1. ¹Cancer Research UK, Molecular Oncology Laboratories, Ovarian Cancer Group, Weatherall Institute of Molecular Medicine, John Radcliffe Hospital, Headington, Oxford, UK
2. ²The Sanger Centre, Wellcome Trust Genome Campus, Hinxton, Cambridge, UK

Correspondence: Professor TS Ganesan, Cancer Research UK, Molecular Oncology Laboratories, Ovarian Cancer Group, Weatherall Institute of Molecular Medicine, John Radcliffe Hospital, Headington, Oxford OX3 9DS, UK. E-mail:ganesan@cancer.org.uk

³These authors contributed equally to this work.
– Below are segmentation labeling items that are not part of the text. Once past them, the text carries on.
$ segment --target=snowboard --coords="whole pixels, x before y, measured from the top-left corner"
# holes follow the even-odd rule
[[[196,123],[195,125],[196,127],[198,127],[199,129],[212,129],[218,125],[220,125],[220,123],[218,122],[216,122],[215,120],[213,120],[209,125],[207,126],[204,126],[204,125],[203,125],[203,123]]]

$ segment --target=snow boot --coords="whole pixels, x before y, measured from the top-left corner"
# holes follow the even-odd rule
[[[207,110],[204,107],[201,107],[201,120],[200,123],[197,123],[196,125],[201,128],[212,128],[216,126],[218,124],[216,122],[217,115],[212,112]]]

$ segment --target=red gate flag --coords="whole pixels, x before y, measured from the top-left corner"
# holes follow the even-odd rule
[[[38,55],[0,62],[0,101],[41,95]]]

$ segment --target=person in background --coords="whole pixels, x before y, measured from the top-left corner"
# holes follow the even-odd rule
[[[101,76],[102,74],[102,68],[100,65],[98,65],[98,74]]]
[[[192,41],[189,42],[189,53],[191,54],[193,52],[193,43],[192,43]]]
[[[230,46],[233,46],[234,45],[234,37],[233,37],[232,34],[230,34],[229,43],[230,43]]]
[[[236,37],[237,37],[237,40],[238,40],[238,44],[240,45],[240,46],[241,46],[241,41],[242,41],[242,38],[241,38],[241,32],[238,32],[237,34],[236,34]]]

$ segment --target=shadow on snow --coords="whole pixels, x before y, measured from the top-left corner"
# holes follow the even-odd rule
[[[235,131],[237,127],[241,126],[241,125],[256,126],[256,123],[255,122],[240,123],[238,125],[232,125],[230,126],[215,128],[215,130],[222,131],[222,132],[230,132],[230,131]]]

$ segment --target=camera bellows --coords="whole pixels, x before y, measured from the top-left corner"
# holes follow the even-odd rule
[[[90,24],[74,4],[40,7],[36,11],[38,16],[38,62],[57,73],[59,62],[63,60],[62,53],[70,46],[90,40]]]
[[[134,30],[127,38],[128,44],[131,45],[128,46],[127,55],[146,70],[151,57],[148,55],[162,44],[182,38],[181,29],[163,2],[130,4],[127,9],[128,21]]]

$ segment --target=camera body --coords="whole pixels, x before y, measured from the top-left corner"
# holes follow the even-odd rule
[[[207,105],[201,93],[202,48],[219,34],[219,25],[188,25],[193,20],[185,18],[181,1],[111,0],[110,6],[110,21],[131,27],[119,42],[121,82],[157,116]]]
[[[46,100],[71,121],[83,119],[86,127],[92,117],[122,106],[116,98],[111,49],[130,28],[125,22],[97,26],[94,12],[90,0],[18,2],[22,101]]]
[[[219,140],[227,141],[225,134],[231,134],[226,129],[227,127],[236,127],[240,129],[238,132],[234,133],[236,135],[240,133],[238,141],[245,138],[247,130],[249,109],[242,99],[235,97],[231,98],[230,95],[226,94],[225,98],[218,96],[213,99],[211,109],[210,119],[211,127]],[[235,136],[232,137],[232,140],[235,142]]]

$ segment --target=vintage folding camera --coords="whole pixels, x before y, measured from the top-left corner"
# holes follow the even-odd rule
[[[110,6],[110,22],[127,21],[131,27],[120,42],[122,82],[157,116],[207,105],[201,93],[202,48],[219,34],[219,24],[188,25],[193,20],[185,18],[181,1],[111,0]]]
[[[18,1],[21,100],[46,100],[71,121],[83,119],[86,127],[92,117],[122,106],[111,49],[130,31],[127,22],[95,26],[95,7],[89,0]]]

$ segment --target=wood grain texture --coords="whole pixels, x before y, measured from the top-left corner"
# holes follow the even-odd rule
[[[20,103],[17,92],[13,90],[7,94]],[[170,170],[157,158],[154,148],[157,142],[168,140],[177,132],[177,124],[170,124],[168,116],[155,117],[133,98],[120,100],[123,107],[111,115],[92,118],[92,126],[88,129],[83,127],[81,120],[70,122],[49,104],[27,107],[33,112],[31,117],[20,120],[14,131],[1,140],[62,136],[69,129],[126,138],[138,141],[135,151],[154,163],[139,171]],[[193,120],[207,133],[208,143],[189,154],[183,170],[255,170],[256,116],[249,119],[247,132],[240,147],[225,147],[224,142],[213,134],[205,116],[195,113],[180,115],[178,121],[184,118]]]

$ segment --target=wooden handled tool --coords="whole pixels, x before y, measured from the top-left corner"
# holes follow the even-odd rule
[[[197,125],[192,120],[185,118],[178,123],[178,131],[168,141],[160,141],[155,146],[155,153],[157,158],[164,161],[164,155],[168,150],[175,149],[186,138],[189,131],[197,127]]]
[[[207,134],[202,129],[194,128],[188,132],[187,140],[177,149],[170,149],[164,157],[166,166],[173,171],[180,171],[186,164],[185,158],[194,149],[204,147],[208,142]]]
⁴Current address: Cancer Institute and Institute of Molecular Medicine, Amrita Institute of Medical Sciences, Elamakkara PO, Cochin 682026, India. E-mail: tsganesan@aims.amrita.edu

Received 23 February 2006; Revised 25 May 2006; Accepted 8 June 2006; Published online 31 July 2006.

Abstract

We had previously defined by allele loss studies a minimal region at 6q27 (between D6S264 and D6S297) to contain a putative tumour suppressor gene. The p90 ribosomal S6 kinase-3 gene (p90 Rsk-3, RPS6KA2) maps in this interval. It is a serine–threonine kinase that signals downstream of the mitogen-activated protein kinase pathway. It is expressed in normal ovarian epithelium, whereas reduced or absent in tumours or cell lines. We show that RPS6KA2 is monoallelically expressed in the ovary suggesting that loss of a single expressed allele is sufficient to cause complete loss of expression in cancer cells. Further, we have identified two new isoforms of RPS6KA2 with an alternative start codon. Homozygous deletions were identified within the RPS6KA2 gene in two cell lines. Re-expression of RPS6KA2 in ovarian cancer cell lines suppressed colony formation. In UCI101 cells, the expression of RPS6KA2 reduced proliferation, caused G1 arrest, increased apoptosis, reduced levels of phosphorylated extracellular signal-regulated kinase and altered other cell cycle proteins. In contrast, small interfering RNA against RPS6KA2 showed the opposite effect in 41M cells. The above results suggest that RPS6KA2 is a putative tumour suppressor gene to explain allele loss at 6q27.